Objection: The surface temperature record is full of assumptions, corrections, differing equipment and station settings, changing technology, varying altitudes, and more. It is not possible to claim we know what the “global average temperature” is, much less determine any trend. The IPCC graphs only say what the scientists want them to say.
Answer: There is actually some truth to the part about the difficulties; scientists have overcome many of them in turning the hundreds of thousands of measurements taken in many different ways and over a span of more than a dozen decades into a single globally averaged trend.
But this is the nature of science — no one said it was easy. It’s taken the scientific community a long time to finally come out and say that what we have been observing for 100 years is in fact exactly what it looks like. All other possible explanations (for example, the Urban Heat Island effect) have been investigated, the data has been examined and re-examined, reviewed and re-reviewed, and the conclusion has become unassailable.
And while it is true that differing weather station locations, from proximity to lakes or rivers or elevation above sea level, probably make it impossible to arrive at a meaningful figure for global average surface temperature, that is not what we are really interested in. The investigation is focused on trends, not the absolute level. Often, as in this case, it is easier to determine how much a given property is changing than what its exact value is. If one station is near an airport at three feet above sea level and another is in a park at 3000 feet, it doesn’t really matter — they both show rising temperature, and that is the critical information.

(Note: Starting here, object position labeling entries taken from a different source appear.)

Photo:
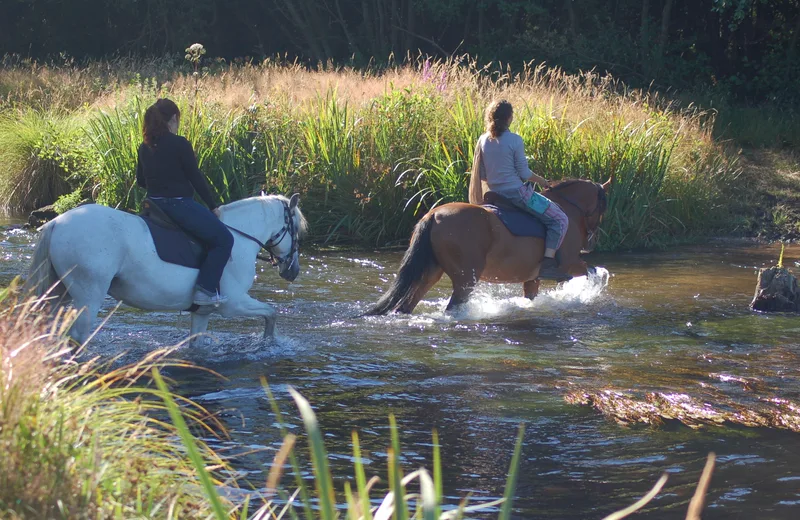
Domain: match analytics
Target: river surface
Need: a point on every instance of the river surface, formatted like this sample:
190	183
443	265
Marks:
672	321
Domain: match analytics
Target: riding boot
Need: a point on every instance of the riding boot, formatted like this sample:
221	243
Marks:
548	270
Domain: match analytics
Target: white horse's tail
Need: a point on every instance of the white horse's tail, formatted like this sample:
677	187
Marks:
42	277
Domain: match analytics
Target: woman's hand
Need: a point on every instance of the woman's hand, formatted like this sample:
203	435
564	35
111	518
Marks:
543	182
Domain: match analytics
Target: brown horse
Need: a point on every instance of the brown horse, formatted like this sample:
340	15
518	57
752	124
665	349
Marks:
470	243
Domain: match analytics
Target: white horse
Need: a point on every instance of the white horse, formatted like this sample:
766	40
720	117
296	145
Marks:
94	250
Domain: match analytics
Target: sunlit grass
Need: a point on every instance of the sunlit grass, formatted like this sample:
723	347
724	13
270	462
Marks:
370	152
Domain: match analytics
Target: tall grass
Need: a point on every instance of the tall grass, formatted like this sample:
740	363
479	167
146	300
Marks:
39	152
370	153
84	440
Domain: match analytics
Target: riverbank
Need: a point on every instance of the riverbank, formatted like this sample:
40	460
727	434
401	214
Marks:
371	151
82	439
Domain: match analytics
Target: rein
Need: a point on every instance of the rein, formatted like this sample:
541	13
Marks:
584	214
598	208
288	227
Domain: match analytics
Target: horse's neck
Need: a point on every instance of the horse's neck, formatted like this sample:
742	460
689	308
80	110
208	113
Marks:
255	216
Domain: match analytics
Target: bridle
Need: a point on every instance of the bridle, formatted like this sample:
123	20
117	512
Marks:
599	207
288	227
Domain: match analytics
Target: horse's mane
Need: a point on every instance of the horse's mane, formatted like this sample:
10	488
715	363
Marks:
301	219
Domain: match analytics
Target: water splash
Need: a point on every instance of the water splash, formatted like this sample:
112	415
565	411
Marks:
493	301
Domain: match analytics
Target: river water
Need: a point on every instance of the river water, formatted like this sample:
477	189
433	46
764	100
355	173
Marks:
672	321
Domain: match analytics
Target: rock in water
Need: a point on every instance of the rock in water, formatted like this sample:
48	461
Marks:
41	216
776	291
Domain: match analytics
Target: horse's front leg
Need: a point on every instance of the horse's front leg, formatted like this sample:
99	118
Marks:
247	306
199	325
531	288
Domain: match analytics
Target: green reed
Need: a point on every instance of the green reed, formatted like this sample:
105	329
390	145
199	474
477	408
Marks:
39	153
368	170
84	440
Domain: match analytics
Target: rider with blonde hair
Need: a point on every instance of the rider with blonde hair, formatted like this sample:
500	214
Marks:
500	161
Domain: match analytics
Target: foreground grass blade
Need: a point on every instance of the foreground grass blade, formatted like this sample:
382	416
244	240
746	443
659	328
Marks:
319	457
511	481
191	448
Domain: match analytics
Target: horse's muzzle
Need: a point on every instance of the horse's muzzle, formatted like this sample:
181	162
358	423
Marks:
291	268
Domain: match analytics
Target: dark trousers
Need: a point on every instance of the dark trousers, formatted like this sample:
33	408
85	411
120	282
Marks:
197	220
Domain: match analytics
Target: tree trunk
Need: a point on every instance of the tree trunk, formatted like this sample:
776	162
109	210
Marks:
305	30
394	22
644	37
573	22
409	35
792	52
381	12
351	42
480	29
663	38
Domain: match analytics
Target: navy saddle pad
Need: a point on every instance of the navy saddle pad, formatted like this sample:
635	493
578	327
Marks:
173	245
518	222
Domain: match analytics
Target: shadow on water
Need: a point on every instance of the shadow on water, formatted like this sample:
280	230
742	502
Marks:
672	322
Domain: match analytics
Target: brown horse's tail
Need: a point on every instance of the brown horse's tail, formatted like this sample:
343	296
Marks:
415	267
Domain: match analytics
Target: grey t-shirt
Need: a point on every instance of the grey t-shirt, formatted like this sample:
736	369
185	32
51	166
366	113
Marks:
504	166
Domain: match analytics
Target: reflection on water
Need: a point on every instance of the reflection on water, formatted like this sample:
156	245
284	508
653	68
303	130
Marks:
671	322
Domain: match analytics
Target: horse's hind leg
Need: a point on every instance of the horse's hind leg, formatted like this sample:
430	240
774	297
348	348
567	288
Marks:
430	279
463	285
531	288
199	324
87	297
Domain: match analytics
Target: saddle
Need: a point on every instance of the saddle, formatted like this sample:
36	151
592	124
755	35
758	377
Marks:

So how do we finally know when all the reasoning is reasonable and the corrections correct? One good way is to cross check your conclusion against other completely unrelated data sets. In this case, all the other available indicators of global temperature trends unanimously agree. Go ahead, put aside the direct surface temperature measurements — global warming is also indicated by:
- Satellite measurements of the upper and lower troposphere
- Weather balloons show very similar warming
- Borehole analysis
- Glacial melt observations
- Declining arctic sea ice
- Sea level rise
- Proxy Reconstructions
- Rising ocean temperature
All of these completely independent analyses of widely varied aspects of the climate system lead to the same conclusion: the Earth is undergoing a rapid and substantial warming trend. Looks like the folks at NASA and CRU know what they are doing after all.